This repository contains a dataset for vulnerability detection used in our research study:
A Zero-Shot Framework for Cross-Project Vulnerability Detection in Source Code.
The dataset is derived from publicly available datasets used in prior research on vulnerability detection:
- Devign: Effective Vulnerability Identification by Learning Comprehensive Program Semantics via Graph Neural Networks (DOI: 10.48550/arXiv.1909.03496)
- REVEAL: Deep Learning based Vulnerability Detection: Are We There Yet? (DOI: 10.48550/arXiv.2009.07235)

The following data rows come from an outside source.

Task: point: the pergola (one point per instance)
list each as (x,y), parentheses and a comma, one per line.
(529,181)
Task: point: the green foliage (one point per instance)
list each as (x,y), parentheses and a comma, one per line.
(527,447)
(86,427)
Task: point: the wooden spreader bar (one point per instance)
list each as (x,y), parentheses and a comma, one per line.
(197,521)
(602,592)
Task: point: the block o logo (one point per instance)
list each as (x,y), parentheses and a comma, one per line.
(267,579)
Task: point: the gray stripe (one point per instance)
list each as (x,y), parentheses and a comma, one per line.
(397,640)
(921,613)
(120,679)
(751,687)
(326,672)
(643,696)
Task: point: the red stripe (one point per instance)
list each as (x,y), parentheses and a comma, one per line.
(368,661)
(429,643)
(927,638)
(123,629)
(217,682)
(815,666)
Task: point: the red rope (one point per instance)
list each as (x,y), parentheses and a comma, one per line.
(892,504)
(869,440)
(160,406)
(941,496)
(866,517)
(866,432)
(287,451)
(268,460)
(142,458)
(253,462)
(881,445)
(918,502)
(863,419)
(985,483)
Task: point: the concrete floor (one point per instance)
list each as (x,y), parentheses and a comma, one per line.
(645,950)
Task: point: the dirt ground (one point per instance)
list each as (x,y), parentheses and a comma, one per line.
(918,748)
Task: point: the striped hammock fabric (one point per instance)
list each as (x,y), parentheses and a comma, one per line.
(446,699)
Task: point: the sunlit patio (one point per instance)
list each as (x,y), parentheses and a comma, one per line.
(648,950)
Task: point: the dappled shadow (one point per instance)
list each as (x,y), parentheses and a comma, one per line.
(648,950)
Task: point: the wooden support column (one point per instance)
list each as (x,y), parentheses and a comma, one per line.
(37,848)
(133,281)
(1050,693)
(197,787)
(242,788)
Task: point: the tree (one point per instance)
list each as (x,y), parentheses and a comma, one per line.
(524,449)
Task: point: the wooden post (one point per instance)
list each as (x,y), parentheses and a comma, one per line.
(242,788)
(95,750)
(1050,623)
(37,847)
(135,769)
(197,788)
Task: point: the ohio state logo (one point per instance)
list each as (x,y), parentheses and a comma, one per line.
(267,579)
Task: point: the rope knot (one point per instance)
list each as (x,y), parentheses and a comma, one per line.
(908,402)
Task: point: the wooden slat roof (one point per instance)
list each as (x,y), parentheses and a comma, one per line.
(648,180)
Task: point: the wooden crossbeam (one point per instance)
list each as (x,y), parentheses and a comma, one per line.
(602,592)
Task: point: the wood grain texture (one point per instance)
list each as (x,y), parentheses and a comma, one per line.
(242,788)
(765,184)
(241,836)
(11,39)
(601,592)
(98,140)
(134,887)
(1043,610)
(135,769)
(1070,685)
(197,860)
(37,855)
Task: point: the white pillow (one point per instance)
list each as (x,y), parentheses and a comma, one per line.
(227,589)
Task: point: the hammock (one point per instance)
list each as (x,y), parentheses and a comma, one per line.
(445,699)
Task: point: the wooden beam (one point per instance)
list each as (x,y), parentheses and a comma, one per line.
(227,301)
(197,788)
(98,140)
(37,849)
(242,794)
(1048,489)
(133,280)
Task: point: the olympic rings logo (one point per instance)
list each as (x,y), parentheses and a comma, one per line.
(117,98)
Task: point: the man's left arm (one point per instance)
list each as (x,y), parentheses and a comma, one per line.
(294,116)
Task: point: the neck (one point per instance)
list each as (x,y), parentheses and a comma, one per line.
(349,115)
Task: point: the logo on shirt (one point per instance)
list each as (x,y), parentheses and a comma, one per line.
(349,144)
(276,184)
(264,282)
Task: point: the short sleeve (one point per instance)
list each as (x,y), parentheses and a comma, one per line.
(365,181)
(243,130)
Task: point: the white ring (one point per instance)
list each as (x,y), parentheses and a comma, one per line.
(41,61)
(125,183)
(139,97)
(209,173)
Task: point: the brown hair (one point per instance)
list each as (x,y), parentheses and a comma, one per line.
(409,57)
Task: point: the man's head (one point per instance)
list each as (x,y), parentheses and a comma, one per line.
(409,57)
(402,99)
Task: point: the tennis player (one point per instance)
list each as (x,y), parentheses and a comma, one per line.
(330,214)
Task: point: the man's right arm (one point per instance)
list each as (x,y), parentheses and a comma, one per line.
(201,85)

To facilitate ease of use, we have preprocessed and reformatted the datasets into a single combined.pkl
file containing labeled source code functions.
File Name | Description |
---|---|
combined.pkl |
A dictionary containing vulnerability-labeled functions from multiple projects (FFmpeg, Chrome, Debian, Qemu). |
combined.pkl
contains a dictionary where:
combined_data["FFmpeg"]
combined_data["Chrome"]
combined_data["Debian"]
combined_data["Qemu"]
Each dataset consists of source code functions and their binary labels indicating whether they are vulnerable (1) or non-vulnerable (0).
To load the dataset in Python:
import pickle
with open("combined.pkl", "rb") as f:
combined_data = pickle.load(f)
# Access datasets
ffmpeg_data = combined_data["FFmpeg"]
chrome_data = combined_data["Chrome"]
debian_data = combined_data["Debian"]
qemu_data = combined_data["Qemu"]
print(ffmpeg_data)